Море – сплошное сверканье. Но мое окно защищено собором. Я растягиваюсь в тени собора под легкой простыней. Сытость уже налилась. Дома, когда мама звонит мне с работы, ее первый вопрос: “Ты ел?”, и я иногда развлекаюсь тем, что опережаю ее:
“Ты ела?” – это всегда ее смешит. И Соня… Да все хорошие женщины, с которыми я имел дело, стремились меня накормить. И не потому, что путь к моему сердцу лежит через желудок, – они прекрасно понимали, что он лежит только через сердце, но это был знак любви, и знак, клянусь, куда более человечный, чем тот, что мы почти сумели навязать миру, – эрекция.
Теперь нам и самим не выйти из-под собственного ига, не перебраться через собственный шлагбаум. Вот и здесь меня уже слегка беспокоило то, что Он недостаточно беспокоит меня: в единственном тут сером штукатурном переулке мне попалась маленькая железная дверь в стене – секс-шоп. Я был еще не безнадежен, я заглянул туда, но роскошные журналы я листал не только с неловкостью (приказчик все желал мне услужить), но и не без уныния. Просто девок я вообще миновал, как гинеколог с тринадцатилетним стажем, слегка задержался на двуполой мулатке
(Антону еще расти и расти), с чисто спортивным интересом пробежался по напыщенным самцам, – ничего особенного, у нас на
Механке был мужик – в стакан не влезал, – ну, секс с животными: пес, развесив язычище, с любопытством к чему-то приглядывается, не обращая внимания на изнемогающую в его объятиях хозяйку, целый сюжет с продолжением – три голые девицы загоняют в сарай упирающуюся поню… покатались мы на пони – это маленькие кони.
Целый журнал многослойных толстух – вроде той, в психушке, – и все равно Он мне ни разу о себе не напомнил. Зато теперь я вспомнил совет из газеты “Час пик”: знаете, что бывает, если не доить корову? – вот и раздаивайтесь, господа.
“Просто баба” – без лица – всегда производила на Него неотразимое впечатление, но теперь Он, казалось, перенял мою брезгливость к неодушевленной плоти. С чувством совершаемой не очень крупной гадости я рискнул предъявить Ему несколько фотографий – “лиц”, с которыми меня когда-то связывали нежные отношения, доведенные или не доведенные до конца… фу, до чего фрейдичен наш язык. И – о чудо! – Он немедленно потянулся тоже выразить им свое расположение.

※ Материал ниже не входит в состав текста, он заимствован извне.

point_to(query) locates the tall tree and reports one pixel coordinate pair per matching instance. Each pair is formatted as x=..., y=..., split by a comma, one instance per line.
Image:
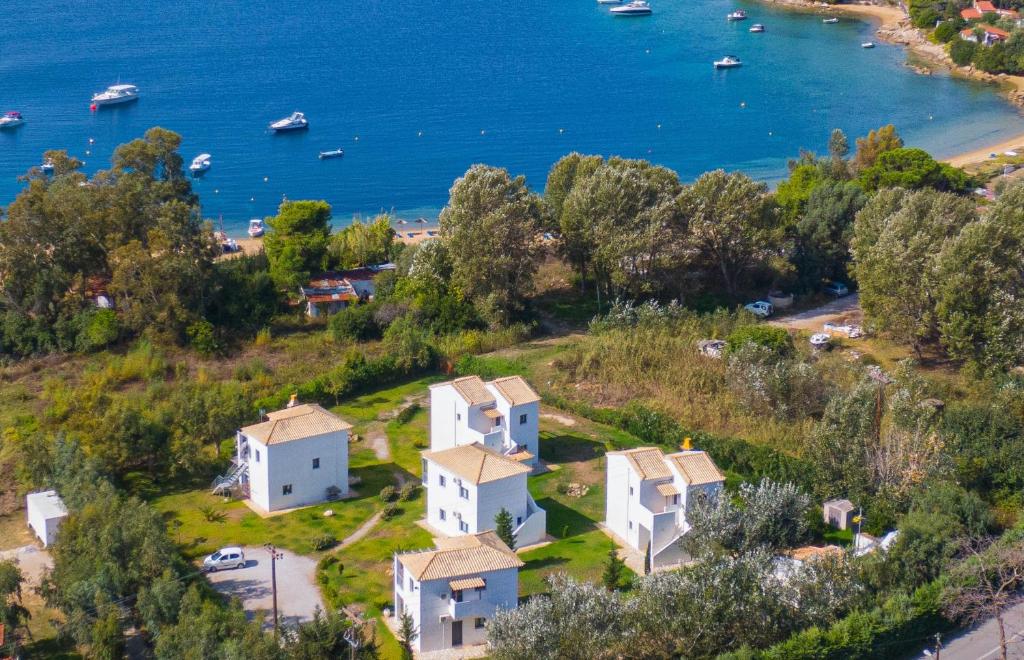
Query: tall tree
x=492, y=225
x=733, y=225
x=297, y=243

Невозможно было поверить, но теперь именно Он претендовал быть индикатором души: стоило мне убрать нежность – и Он не желал даже взглянуть в сторону самых свежих, не свежих, но лакомых или вычурно сервированных блюд.
Интересно, вывезла бы нежность, если бы я узнал, что она – это он, с обрезками мошонки? Чувствую – вывезла бы. Когда-то давно в детской больнице я, как всегда с сумасшедшинкой, влюбился в безногую женщину. Мы каждый день сидели друг против друга, проверяя уроки у наших киснущих дочурок, и я, таясь, поглощал глазами, как она бережно уравновешивает у стенки костыли, поправляет чистенький кокетливый беретик и поестественнее устанавливает руками свои протезы в отглаженных брючках и лакированных туфельках, и если бы телепатия хоть чего-то стоила, она бы непременно поняла, что никакая маскировка не нужна, что я готов припасть на колени и целовать, целовать, целовать ее нежные глянцевые культи, пока она не поверит, что я люблю их еще мучительнее, чем ее таинственные глаза и божественную линию шеи, склоненной в материнской заботе.
Но прежде нежность Ему мешала, а теперь… Впрочем, без ласки и корова плохо доится. Я взбежал по откосу, не заметив, что он обрывается в пустоту, и взлетел над огромной геометрически расчерченной долиной – но я сумел удержаться от испуга, зная, что в следующий миг уже засну. Блаженное получасовое пробуждение
– если бы не испанец… Мутноватый “Product of France”, душ, неподкупная зарядка, вращения на грани допустимого ножницами, я уже могу шесть-семь раз подтянуться на душевой перекладине – нитки потрескивают, но держатся. Мой фиолетовый рубец по-прежнему ничего не чувствует, но ведь и волосы, ногти… А все равно мои.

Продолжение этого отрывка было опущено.